Something truly amazing happened in the Broadcom MASTERS National STEM Competition this year: For the first time in history, all top 5 prizes were awarded to girls.
To add to that, this was not the only new milestone in the event that took place last month.
As it turns out, it was the first time more girls than boys were chosen to try out their strengths in the competition out of the 2,348 middle schoolers that participated.
All of the finalists were judged for their knowledge in STEM subjects and demonstration of 21-st century skills, including critical thinking, communication, creativity, collaborative skills, and teamwork. These are the top 5 finalists:
Gassler is a 14-year-old teenager from West Grove, Pennsylvania, who won the $25,000 Samueli Foundation Prize for her innovation in reducing blind spots in cars.
Clare is a 14-year-old teenager from Sandy, Utah, who won the $10,000 Marconi/Samueli Award for Innovation.

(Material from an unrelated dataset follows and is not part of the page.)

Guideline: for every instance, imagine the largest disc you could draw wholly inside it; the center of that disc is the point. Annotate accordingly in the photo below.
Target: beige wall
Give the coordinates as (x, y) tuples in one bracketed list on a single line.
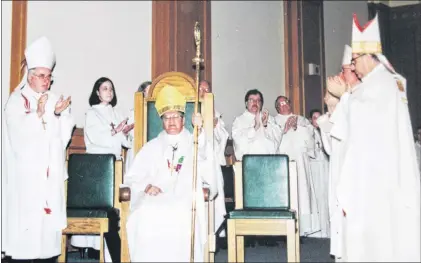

Clare invented bricks that could be made on Mars so that space explorers wouldn’t have to bring their own building materials to the planet.
The 14-year-old Bergey is a teenager from Harleysville, Pennsylvania, who won the $10,000 Lemelson Award for developing a trap for the Spotted Lanternfly, an invasive species that cause damage to trees in Pennsylvania.
Ejiaga is a 14-year-old teenager from New Orleans, Louisiana, who won the $10,000 STEM Talent Award for her research on how current levels of ultraviolet light impact plant growth and performance.
MacAvoy is a 14-year-old teenager from Hillsborough, California, that won the $10,000 Robert Wood Johnson Foundation Award for Health Advancement for designing a water filter using carbon that removes heavy metals from water.